CANBERRA, Australia -- The world’s ice sheets might melt much faster than previously thought, according to a new study that used submerged stalagmites to provide some of the first firm evidence of ancient sea level rise.
Researchers from Australia and Europe dated the age of stalagmites that grew in submerged coastal cave in Italy to reconstruct exactly when sea level was above the cave and when it was below. Their findings are published online in the journal Nature Geoscience today.
“When sea level was high and the caves were inundated, these submerged stalagmites were colonized by aquatic worms that secrete calcite,” explains lead author Dr Andrea Dutton from The Australian National University. “The worms left behind stalagmites that were encased in fossil worm tubes, which gave us direct evidence for the presence of seawater in the cave.”

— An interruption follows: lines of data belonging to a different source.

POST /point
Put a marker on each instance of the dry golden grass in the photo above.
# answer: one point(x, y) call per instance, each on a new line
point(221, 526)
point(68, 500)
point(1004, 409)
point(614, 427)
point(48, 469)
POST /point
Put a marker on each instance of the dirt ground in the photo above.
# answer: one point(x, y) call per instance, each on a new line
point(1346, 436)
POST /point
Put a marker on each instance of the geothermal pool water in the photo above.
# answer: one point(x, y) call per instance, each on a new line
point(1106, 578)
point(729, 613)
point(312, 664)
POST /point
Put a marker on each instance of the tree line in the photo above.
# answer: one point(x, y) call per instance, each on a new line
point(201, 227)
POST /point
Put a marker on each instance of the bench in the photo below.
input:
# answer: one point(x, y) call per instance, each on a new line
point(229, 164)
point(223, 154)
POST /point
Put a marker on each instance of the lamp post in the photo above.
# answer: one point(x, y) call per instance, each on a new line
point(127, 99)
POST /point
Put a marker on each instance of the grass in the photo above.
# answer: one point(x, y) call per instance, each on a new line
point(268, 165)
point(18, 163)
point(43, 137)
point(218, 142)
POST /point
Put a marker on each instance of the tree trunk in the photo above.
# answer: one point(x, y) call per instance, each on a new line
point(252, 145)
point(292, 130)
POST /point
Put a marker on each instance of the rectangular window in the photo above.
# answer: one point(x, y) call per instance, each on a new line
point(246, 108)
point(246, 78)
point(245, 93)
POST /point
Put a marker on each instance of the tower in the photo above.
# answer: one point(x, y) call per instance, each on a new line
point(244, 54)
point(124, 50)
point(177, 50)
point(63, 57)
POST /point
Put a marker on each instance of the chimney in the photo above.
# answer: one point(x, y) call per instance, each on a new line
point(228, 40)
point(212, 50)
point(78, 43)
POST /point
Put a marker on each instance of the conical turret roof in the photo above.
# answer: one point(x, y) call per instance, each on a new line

The findings provided a window into a period of time from about 190,000 to 245,000 years ago, showing that there were three warm periods associated with three peaks in sea level.
Dr Dutton said the stalagmites are very rare specimens that provide important benchmarks and checks for sea level modelling. She said until now most of the direct evidence of sea level position is only from the past 20,000 years, so this study is a rare opportunity to investigate a well-preserved archive that records multiple oscillations in sea level during warm periods of Earth’s history.
“Our ability to understand present and future changes in global sea level is determined largely by our knowledge of the relation between sea level and climate oscillations that occurred in the past,” Dr Dutton said. “One of our goals is to understand how quickly the ice sheets melt and how quickly sea level rises in response to increases in temperature and atmospheric CO2.”
“The importance of this work is that the lag time between changes in temperature and sea level response may not be as long as previously thought, meaning that ice-sheets are capable of responding quickly to increasing temperature and CO2.”
“Our findings also support the idea that the sensitivity of ice sheets to climate change is partly a function of the size and configuration of the ice.”
The research team plan to study submerged stalagmites across a wider range of depths to gain a better understanding of the rate of sea level change through time. The team included Dr Tezer Esat (now at ANSTO), Professor Kurt Lambeck and Professor Malcolm McCulloch from the Research School of Earth Sciences at ANU, Dr Edouard Bard from CEREGE in France, and Dr Fabrizio Antonioli from ENEA in Italy.